5G, Telecom vs Aviation: who is right?

Not sure this belongs in GD, but it sounds like a hotly debated topic elsewhere, at least, and there might be opinions on both sides of the issue here as well.

Emirates president: The 5G snafu is the biggest screwup I’ve witnessed in my career (msn.com)

Speaking to CNN’s Richard Quest today, Emirates president Tim Clark said that they were not aware of the issues until yesterday morning “to the extent that it was going to compromise the safety of operation of our aircraft and just about every other 777 operator to and from the United States and within the United States.”

Transportation regulators had already been concerned that the version of 5G that was scheduled to be switched on could interfere with some airplane instruments, and many aviation industry groups shared those fears — despite reassurances from federal telecom regulators and wireless carriers.

In December, the FAA issued an urgent order forbidding pilots from using the potentially affected altimeters around airports where low-visibility conditions would otherwise require them. That new rule could keep planes from getting to some airports in certain circumstances, because pilots would be unable to land using instruments alone.

So apparently it’s a dispute between “federal telecom regulators and wireless carriers” on the one hand, and the FAA and “many aviation industry groups” on the other, with the stakes being the ability of airplanes to land safely. Who is right? And if in fact there is the risk of interference, whose job was it to make sure that didn’t happen.

I’ll answer the last question.
The FCC.

FQ thread here:

Who is right? Or, who is in the right?

It seems to be a fact that the high-powered US-style 5G towers will interfere with some airplane equipment on some models in a way that could be dangerous.

Should the airlines (or Boeing) have updated the equipment? Should the FCC have told the carriers to lower their power? Is that what you’re asking?

It seems like the FCC is the main source of screwup here.

I was asking both, actually. (Perhaps should have said “correct” instead of “right”, and the final sentence should have had a question mark.)

The point is that the FCC is apparently maintaining that it’s not an issue, and the FAA disagrees, so the first question is who is correct about that. Given that it is an issue, the next question would be whose responsibility it would be to deal with it in some form or other. Your responses are “the FAA” and “the FCC”, respectively. Thanks.

My layman’s view is that there is likely fault with both agencies, and that this issue should have been addressed, collaboratively, by the two of them long before this week’s rollout date.

What I heard on NPR (no cite, not sure what the speakers credentials/affiliation was) was that its only a problem with landing and take off, and only with somewhat older planes. so that itcan be solved in the short term by not allowing 5G towers within a certain radius of airports and in the long term by upgrading/retiring older aircraft.

There are screwups all over the place, but in my view it’s largely the FAA and the airlines at fault.

The 5G rollout plans were known for years (since 2018, IIRC).
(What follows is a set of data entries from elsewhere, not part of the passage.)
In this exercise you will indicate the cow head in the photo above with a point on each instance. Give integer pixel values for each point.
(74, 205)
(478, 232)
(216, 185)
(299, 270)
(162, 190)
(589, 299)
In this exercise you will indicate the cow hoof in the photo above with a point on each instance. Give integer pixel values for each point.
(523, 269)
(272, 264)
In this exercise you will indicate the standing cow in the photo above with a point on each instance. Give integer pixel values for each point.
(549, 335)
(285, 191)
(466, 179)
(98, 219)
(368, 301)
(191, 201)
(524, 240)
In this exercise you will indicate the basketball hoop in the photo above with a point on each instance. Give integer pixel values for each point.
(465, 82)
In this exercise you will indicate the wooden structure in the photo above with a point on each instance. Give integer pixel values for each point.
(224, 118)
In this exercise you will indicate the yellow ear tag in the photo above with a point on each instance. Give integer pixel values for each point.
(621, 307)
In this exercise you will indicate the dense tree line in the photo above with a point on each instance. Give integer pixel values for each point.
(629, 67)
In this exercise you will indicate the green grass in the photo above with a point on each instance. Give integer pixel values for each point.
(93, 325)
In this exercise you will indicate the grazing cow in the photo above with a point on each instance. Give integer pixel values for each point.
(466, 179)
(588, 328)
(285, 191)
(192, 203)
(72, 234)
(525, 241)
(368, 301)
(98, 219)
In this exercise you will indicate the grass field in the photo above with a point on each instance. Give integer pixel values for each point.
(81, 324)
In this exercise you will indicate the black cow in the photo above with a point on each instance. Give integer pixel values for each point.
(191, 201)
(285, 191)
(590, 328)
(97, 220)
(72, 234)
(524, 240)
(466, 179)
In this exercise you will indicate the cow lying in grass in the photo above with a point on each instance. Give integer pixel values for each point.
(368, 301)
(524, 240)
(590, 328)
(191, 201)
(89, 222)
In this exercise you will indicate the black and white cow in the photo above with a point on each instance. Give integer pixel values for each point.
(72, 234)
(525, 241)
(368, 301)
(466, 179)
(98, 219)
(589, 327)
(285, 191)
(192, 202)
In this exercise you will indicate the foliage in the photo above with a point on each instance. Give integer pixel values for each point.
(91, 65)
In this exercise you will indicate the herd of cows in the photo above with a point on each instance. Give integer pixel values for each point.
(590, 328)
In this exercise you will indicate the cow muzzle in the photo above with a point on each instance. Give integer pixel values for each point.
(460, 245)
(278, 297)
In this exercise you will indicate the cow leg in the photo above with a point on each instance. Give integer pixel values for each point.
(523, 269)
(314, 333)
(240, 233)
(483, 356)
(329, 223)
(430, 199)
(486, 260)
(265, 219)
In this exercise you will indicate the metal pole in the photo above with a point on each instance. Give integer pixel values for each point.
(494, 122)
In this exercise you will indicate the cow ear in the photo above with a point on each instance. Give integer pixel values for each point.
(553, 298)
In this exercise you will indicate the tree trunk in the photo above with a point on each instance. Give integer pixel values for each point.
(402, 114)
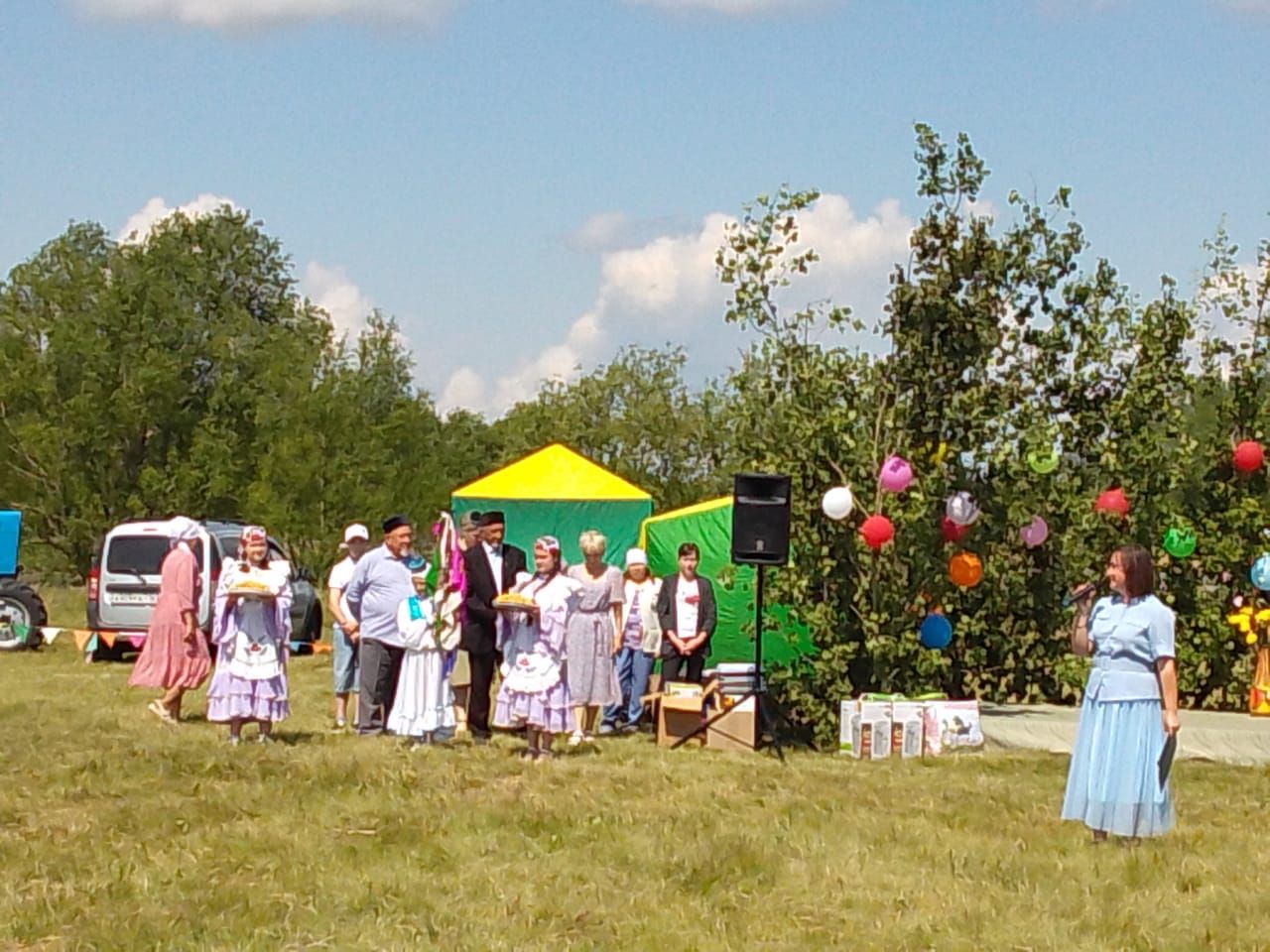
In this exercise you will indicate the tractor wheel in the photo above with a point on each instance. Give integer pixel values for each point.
(19, 604)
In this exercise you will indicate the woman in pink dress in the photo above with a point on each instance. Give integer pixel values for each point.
(175, 656)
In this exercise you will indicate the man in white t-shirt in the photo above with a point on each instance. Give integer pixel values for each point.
(343, 635)
(686, 611)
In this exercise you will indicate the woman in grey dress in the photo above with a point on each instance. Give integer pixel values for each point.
(590, 636)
It’s not like any of this should have been a surprise to anyone. The FAA is having a hissy fit because they failed to do anything about these plans. Was this an intentional ploy to delay things? Maybe, or maybe just incompetence.

The FAA has managed to approve a high fraction of aircraft/altimeter combos already, so their initial claims that this will ground airflight to a halt were obviously exaggerated. Most likely, this number will go up to some very high fraction, say 99%, over time. That will leave only some ancient and basically defective altimeters as problematic. And even then, it will only affect some categories of operation.

As a very general rule, FCC certified devices must accept interference from outside their authorized bands. The altimeters here run from 4.2 to 4.4 GHz. They are complaining about interference from 5G devices in the 3.7 to 3.98 GHz range. That is very far away, spectrally speaking. Although the FCC should try to find a short-term compromise, ultimately these altimeters need to be replaced.

A good, recent article on the subject:

The FAA and airline industry does not look good here. Among other things, Boeing agreed years ago that a 100 MHz guard band was sufficient. The FCC gave them a 220 MHz guard band. And now, the FAA is complaining (or was complaining… the story changes by the day) that even a 400 MHz guard band is insufficient.

The FCC can only do so much arm-twisting to get the airlines to adhere to the things they agreed to.